Grabar writes that Walsh “aims to describe the history and effects of the ‘Frankfurt scholars,’” the Marxist exiles from post World War II Europe–Theodor Adorno, Wilhelm Reich, Walter Benjamin, Erich Fromm, Herbert Marcuse, and Max Horkheimer–who “poisoned academe with the nihilistic ideas of Antonio Gramsci and Georg Lukács.”  These professors and writers greatly influenced the New Left, and thereby degraded art and academic inquiry.  She writes that it is in large part due to the teaching by “intellectual descendants of the New Left” that today’s students come to see themselves as “super ‘critical thinkers’ and morally capable of discerning ‘microagressions.’”  They imbibe such pernicious ideas as Marcuse’s concept of “repressive tolerance” (defined in his 1965 essay, “A Critique of Pure Tolerance), which Walsh aptly and humorously summarizes as “’tolerance for me, but not for thee.’”
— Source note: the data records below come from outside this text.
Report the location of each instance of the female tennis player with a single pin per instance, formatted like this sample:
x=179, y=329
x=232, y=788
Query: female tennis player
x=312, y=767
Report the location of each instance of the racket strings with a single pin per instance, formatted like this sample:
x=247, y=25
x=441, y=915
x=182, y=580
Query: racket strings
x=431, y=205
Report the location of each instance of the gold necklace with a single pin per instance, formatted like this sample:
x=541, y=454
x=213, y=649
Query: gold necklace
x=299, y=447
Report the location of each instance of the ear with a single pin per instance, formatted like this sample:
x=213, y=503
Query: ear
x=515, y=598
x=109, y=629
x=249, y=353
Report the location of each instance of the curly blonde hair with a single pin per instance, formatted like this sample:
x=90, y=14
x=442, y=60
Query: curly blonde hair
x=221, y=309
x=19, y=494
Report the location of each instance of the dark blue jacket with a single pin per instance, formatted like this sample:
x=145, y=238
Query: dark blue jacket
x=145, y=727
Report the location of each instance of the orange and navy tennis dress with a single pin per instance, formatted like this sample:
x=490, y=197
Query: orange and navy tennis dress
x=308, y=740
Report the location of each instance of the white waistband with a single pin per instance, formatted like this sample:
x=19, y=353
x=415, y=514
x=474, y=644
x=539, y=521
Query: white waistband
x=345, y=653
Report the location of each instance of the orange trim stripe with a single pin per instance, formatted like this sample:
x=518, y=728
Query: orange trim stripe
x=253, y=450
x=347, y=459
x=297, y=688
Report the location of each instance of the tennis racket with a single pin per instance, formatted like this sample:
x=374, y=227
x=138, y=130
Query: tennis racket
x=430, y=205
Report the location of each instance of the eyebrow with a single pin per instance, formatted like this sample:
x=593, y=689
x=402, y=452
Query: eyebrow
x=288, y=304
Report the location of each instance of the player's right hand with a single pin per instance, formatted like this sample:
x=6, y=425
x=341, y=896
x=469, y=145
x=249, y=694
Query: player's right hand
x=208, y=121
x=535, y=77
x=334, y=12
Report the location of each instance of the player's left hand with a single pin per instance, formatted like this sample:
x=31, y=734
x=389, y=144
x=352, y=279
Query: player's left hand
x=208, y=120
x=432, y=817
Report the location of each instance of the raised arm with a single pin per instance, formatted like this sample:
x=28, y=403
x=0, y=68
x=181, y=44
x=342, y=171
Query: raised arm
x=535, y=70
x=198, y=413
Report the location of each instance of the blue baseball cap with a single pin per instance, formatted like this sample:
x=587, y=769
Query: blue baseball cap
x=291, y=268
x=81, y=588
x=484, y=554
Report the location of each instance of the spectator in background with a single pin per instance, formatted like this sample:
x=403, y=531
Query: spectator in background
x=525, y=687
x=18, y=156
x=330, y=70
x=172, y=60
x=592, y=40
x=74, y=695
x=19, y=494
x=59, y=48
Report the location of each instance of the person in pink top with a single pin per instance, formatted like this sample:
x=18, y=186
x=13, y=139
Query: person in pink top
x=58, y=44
Such use of “jaunty, often funny prose” is a strength of the book, but the mingling of high and low culture “ranging from Goethe’s Faust and Milton’s Paradise Lost to musical compositions by Wagner and Schubert to such movies as Roger Rabbit and Fatal Attraction” in quick succession limits its range. Walsh’s book introduces the important subject, but a more sustained treatment is needed, Grabar concludes.